8 November 2017 by Neil Sowerby

A CATEGORY in the Manchester Food and Drink Awards that’s often contentious is Pub of the Year, where it's rare to find new hostelry openings. It’s a bit like the classical music repertoire – they just don’t make them like that any more. Our stereotypical vision of a boozer is a Victorian edifice, marble and tile magnificent or street corner bijou. Ignore the Thirties roadhouses and Sixties estate pubs, we know what we like, even if many beloved local is now boarded up or demolished.

Stark figures out this week from the British Beer and Pub Association tell us that sales of beer in Britain's pubs, bars and restaurants have fallen by the biggest margin for five years. Around 35 million fewer pints were sold in the three months to September compared with the same quarter last year.

So it takes a brave team to rescue an ancient hostelry, their mission “to bring back the local boozer”. The words of Lyndon Higginson, whose forte has been rum cocktails, tequila and all things Crazy about Pedro pizzas. That he bills the revamping of the Bay Horse on Thomas Street as ‘The Rovers Return meets Soho House’ does give a clue that a pint of mixed and a bag of soggy cockles will not await you at his latest quirky collaboration with long time Northern Quarter business chums Ross Mackenzie and Jobe Ferguson. 

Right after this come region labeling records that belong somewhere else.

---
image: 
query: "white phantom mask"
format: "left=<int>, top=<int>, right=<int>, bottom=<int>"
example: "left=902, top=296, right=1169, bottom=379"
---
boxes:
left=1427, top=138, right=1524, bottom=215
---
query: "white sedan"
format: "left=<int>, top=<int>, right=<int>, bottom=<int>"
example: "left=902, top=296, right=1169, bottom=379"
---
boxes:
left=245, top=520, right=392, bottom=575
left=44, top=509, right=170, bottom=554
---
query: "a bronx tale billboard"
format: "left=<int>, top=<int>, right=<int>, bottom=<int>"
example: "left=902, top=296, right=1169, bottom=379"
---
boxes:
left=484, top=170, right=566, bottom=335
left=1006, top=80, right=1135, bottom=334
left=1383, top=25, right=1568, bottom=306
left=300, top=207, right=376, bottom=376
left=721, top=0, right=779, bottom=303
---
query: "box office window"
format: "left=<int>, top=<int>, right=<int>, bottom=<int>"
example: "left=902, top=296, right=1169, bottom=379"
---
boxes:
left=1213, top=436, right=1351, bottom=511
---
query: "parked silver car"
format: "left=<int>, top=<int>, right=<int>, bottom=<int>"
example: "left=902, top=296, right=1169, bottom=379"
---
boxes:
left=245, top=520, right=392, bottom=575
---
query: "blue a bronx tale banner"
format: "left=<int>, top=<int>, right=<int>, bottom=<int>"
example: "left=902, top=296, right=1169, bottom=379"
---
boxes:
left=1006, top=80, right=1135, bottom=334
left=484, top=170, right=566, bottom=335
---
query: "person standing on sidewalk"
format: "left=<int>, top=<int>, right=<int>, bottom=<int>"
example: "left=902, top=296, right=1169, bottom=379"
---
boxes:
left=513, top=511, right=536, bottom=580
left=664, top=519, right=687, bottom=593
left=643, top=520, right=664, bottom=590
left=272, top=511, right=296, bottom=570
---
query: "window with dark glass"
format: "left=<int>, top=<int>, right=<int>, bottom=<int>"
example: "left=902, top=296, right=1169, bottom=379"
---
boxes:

The Bay Horse has been a Manchester institution since the Georgian era. It was once The Bay Horse Hotel and a common drinking ground for factory workers. Alas, its period features went up in smoke in a 1990s fire, after which it was rebuilt and became The Bay Horse Pub, which never felt like a pub, which it does now. Quite surprisingly, even if the cramped dart board does smack of tokenism (stray arrows are already peppering the plasterwork).

The Abel Heywood pub, created from scratch round the corner by Hydes Brewery, feels like a pub by numbers. The boutique hotel rooms upstairs don’t help, while the ‘Not Your Ordinary Pub Food Menu’ is, well, just ordinary.

That’s not the case at the new geegee on the block, whose menu at first glance leans on pie crusts and the basement rotisserie. But the presence of suckling pig signals intent and the small plates menu beyond mini fish and chips and quiches offers some lovely surprises. We ordered just six dishes, £4 to £6 apiece. We asked for them not to come out ‘when they’re ready’ but paced. That happened and each was quietly accomplished – beyond the reach of any other pub menu in the city centre, the Chop Houses and The Wharf aside.

Eye-opener among them? Undoubtedly the duck heart with blackberry puree (above), a first for me with or without the sharp berriness. Crumbed, fried, gamey, slightly chewy, perfect with a Chapel Down English Pinot Noir (oh yes, there’s a small but interesting wine  list, too).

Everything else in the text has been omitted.